ZEIT-ONLINE: В Shiiku" личной теме еще не уделяется столько внимания, как в рассказе Ое. Ваш фильм подчеркивает, скорее, историю силы коллектива, который становится виновен в линчевании пленника. Очень впечатляет много дрожащих рук, бросающих землю на гроб жертвы. Вся деревня оказывается в рамках своей вины... А еще имеются Ваши радикальные современные фильмы, почти документалистика, подобная хронике гражданской войны против японо-американского пакта... Можете ли Вы представить себе для разнообразия, что приступаете к дешевому, "грязному" фильму о современному положении Японии?

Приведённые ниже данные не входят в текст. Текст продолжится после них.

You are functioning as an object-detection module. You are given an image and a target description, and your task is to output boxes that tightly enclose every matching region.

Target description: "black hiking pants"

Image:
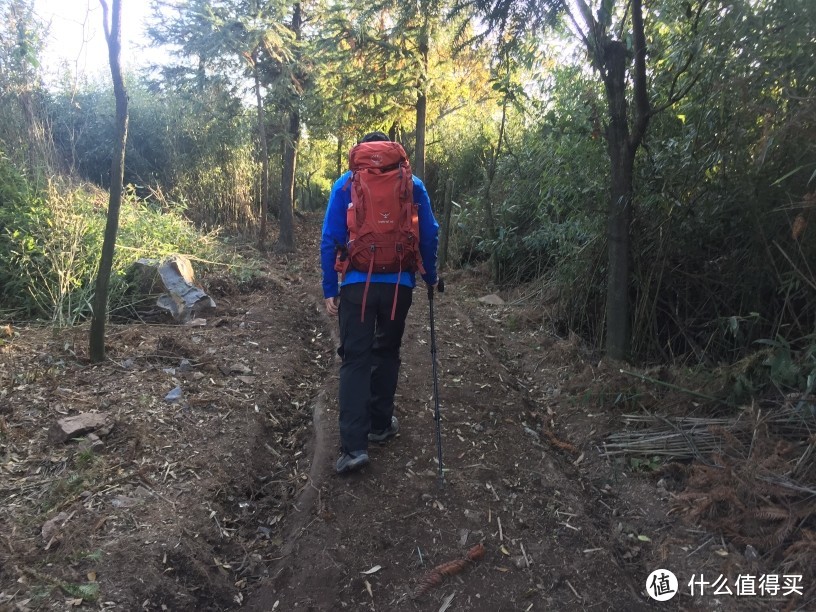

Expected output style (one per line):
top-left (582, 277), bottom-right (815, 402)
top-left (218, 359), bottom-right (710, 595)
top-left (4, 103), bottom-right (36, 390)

top-left (337, 283), bottom-right (413, 452)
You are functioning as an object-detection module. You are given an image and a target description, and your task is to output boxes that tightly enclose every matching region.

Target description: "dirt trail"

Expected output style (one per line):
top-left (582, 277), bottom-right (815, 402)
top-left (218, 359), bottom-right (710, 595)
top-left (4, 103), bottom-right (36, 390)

top-left (0, 216), bottom-right (772, 612)
top-left (250, 274), bottom-right (646, 611)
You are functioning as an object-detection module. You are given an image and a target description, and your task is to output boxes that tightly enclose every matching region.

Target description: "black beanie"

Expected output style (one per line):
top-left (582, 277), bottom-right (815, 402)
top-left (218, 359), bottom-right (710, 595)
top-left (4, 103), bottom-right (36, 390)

top-left (360, 132), bottom-right (391, 142)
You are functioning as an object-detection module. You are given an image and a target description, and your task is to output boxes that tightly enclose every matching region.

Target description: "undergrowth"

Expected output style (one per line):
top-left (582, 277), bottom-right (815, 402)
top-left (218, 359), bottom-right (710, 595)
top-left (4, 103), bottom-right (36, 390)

top-left (0, 157), bottom-right (252, 325)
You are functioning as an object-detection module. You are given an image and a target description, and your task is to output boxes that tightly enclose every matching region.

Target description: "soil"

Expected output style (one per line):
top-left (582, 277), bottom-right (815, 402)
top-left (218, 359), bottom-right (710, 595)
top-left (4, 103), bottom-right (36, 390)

top-left (0, 216), bottom-right (814, 612)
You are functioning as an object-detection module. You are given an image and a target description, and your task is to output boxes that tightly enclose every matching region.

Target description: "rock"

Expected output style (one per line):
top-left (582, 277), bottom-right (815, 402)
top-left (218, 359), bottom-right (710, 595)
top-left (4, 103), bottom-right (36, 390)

top-left (128, 255), bottom-right (215, 326)
top-left (164, 387), bottom-right (184, 404)
top-left (229, 363), bottom-right (252, 376)
top-left (40, 512), bottom-right (71, 542)
top-left (479, 293), bottom-right (504, 306)
top-left (48, 412), bottom-right (113, 444)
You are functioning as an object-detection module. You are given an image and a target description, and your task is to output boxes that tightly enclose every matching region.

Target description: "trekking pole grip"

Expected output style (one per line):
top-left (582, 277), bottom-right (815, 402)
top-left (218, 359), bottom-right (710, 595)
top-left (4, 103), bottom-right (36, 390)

top-left (428, 277), bottom-right (445, 300)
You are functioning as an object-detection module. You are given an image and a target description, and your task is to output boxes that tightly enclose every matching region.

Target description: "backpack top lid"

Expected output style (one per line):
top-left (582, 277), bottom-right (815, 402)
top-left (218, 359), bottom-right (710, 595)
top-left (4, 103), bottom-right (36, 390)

top-left (349, 140), bottom-right (410, 172)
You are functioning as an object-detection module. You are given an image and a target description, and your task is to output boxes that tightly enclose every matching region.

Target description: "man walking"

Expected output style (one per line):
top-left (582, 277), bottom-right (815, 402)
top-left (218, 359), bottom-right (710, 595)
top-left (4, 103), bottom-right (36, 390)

top-left (320, 132), bottom-right (439, 473)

Осима: Все возможно, если бы было вдохновение, был бы и такой небольшой фильм. Тем не менее, у меня нет интереса к современной Японии. То же самое я думаю, и у зрителей.
ZEIT-ONLINE: Немецкие режиссеры обнаруживают большой интерес к современной Японии. Вим Вендерс и Вернер Герцог встретились на Токио Tower, чтобы создать свою историю о ней.

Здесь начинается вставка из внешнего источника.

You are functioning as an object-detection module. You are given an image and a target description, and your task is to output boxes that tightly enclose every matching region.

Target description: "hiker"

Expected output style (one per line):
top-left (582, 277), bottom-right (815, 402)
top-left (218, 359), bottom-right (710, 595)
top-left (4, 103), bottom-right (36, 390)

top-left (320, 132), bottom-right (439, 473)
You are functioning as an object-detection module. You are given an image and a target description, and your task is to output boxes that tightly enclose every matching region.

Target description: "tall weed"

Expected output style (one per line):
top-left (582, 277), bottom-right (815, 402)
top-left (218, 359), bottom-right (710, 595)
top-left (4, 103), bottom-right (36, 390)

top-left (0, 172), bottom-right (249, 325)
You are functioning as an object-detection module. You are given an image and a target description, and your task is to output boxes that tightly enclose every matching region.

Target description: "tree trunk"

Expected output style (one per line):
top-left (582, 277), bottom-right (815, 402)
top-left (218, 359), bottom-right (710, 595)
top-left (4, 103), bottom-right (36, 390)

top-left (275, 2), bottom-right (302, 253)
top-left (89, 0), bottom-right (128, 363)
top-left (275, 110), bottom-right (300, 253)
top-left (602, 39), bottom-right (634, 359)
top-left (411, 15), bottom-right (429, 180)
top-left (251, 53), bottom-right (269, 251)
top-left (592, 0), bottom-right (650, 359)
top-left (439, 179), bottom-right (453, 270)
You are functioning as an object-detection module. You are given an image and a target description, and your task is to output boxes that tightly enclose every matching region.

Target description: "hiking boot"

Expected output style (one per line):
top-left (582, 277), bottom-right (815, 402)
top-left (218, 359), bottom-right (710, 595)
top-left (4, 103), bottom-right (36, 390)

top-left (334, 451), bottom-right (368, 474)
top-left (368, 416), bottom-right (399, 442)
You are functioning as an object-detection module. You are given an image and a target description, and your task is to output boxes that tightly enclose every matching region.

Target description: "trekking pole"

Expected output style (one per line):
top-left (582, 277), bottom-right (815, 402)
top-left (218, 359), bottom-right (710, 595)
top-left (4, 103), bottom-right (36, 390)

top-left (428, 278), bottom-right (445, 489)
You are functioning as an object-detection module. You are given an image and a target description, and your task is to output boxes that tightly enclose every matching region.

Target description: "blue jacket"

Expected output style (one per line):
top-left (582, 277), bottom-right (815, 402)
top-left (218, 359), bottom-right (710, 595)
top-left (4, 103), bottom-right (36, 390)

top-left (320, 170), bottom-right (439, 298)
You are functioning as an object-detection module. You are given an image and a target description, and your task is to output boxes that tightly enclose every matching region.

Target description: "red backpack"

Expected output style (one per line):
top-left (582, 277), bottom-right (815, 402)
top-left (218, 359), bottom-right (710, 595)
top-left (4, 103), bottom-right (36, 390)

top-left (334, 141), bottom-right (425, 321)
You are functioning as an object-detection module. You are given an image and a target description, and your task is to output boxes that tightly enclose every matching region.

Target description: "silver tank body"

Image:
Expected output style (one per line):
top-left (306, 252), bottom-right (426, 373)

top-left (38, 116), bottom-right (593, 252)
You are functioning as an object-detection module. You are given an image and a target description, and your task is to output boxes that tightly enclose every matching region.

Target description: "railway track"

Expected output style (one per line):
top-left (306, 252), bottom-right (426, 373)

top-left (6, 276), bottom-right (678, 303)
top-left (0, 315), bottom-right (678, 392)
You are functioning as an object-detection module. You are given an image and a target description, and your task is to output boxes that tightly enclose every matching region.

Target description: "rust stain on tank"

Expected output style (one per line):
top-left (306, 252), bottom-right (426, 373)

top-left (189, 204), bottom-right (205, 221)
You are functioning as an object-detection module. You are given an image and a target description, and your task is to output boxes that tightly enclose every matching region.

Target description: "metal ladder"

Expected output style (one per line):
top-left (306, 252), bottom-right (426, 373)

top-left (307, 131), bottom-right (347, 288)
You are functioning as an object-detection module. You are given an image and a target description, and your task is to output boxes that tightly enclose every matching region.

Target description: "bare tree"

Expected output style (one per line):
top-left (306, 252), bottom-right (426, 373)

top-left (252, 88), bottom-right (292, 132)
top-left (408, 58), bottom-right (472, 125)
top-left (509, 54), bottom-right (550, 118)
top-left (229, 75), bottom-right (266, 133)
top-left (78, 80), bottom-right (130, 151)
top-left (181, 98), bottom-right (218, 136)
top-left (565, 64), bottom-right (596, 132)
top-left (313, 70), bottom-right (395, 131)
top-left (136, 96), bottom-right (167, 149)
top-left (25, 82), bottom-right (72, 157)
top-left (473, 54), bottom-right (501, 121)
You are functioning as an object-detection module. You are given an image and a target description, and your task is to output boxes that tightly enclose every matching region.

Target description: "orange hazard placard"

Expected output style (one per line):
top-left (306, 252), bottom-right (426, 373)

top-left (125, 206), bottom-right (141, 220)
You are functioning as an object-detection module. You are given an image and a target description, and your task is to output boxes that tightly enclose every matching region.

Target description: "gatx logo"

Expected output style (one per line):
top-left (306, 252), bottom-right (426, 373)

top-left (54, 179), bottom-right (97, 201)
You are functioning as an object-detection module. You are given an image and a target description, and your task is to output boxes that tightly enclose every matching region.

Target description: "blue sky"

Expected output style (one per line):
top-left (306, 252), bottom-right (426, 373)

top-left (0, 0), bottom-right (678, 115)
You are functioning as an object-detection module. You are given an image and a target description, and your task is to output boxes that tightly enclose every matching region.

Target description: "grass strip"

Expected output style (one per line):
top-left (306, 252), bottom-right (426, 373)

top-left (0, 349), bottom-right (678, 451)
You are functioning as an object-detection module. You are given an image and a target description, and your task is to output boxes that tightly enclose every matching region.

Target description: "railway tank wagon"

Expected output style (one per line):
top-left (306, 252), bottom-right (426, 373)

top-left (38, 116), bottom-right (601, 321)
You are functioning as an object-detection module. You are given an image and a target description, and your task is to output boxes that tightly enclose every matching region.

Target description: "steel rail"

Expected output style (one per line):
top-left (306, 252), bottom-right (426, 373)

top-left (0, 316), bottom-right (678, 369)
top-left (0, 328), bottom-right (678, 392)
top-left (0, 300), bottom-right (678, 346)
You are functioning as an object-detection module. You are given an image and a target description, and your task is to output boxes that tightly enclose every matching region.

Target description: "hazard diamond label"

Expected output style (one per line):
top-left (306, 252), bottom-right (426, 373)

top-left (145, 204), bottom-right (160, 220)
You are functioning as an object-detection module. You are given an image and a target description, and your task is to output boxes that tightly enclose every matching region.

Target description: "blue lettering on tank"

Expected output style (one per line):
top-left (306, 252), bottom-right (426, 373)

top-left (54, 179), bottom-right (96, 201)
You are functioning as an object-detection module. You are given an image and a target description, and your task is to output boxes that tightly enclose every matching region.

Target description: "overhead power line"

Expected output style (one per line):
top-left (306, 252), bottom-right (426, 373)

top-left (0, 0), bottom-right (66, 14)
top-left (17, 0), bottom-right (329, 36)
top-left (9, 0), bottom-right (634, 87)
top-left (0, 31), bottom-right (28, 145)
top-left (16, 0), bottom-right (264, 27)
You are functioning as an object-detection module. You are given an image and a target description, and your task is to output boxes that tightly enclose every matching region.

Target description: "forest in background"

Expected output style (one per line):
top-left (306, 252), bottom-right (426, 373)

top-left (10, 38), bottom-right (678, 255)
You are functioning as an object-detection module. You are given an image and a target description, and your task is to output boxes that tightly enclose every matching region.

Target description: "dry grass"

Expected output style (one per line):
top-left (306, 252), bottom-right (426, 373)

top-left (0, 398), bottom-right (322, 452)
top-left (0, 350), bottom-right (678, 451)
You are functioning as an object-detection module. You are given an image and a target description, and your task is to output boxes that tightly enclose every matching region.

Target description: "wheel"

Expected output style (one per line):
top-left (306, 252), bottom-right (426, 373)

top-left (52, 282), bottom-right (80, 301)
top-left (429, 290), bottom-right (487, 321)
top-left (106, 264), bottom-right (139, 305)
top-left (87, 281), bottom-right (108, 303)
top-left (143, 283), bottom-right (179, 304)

Oshima: Имена, которые Вы называете, мне знакомы.
ZEIT-ONLINE: В более ранних фильмах Осимы работа камеры, явно, показывает определенное влияние фильмов Антониони и Годарда, как, например, в Ваших „Жестоких историях молодежи" (1960). Являются ли европейские фильмы частью Вашего эстетического опыта?
Oshima: В те времена была тенденция делать камеру очень подвижной, везде, во всем мире. Не я это изобрел.

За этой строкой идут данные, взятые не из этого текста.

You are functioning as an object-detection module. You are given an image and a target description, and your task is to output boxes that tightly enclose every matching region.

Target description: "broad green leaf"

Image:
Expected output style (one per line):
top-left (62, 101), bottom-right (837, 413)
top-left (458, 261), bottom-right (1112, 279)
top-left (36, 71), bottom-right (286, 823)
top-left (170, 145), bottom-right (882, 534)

ZEIT-ONLINE: И все же... Стал ли Ваш абсолютно европейский фильм разрывом с японскими кинематографическими приемами?
Oshima: В Японии нет кинематографических приемов. Они все пришли из-за границы. Мой коллега Оzu снимал типичную японскую семью, но его техника была американская. Ozu использовал даже псевдоним - Джеймс Маки.
ZEIT-ONLINE: Однако, в ранних комедиях тридцатых годов.... Представляет ли, на Ваш взгляд, съемка Ozu определенный разрыв с принципами Голливуда?
Oshima: Нет. Поэтому Ozu так хорошо принимают в Европе.
ZEIT-ONLINE: Режиссеры современного Голливуда очарованы Японией. Пол Шрайдер показал в Каннах свой сенсационный фильм о жизни и смерти писателя Юкио Мисимы - „Mishima", который все еще бойкотируется в Японии. Знаете ли Вы этот фильм?
Oshima: Политическое самоубийство - это не типичная японская тема.
ZEIT-ONLINE: В Ваших записках „Предчувствие свободы" (Klaus Wagenbach Verlag, Berlin 1982), есть поразительное предложение, которое дает, вероятно, разъяснение о принципах Вашей кино-эстетики. Вы писали: „Я живу в постоянном желании насиловать других взглядом. Люди, работающие в кино - они вуайеристы или еще хуже?"
Oshima: Я не помню этого предложения. Но в одном уверен точно: камера - это всегда преступник.
ZEIN-ONLINE: А кто сообщник?
Осима: Режиссер.
ZEIT_ONLINE: До сих пор любовь человека к животным является табу. Ваш предстоящий фильм - "Макс, моя любовь!" - решительно его разбивает. Я не спрашиваю, кто играет обезьяну. Очень интересно, кто мог бы сыграть любовь женщины к обезьяне?
Осима: К сожалению, это я не могу прокомментировать.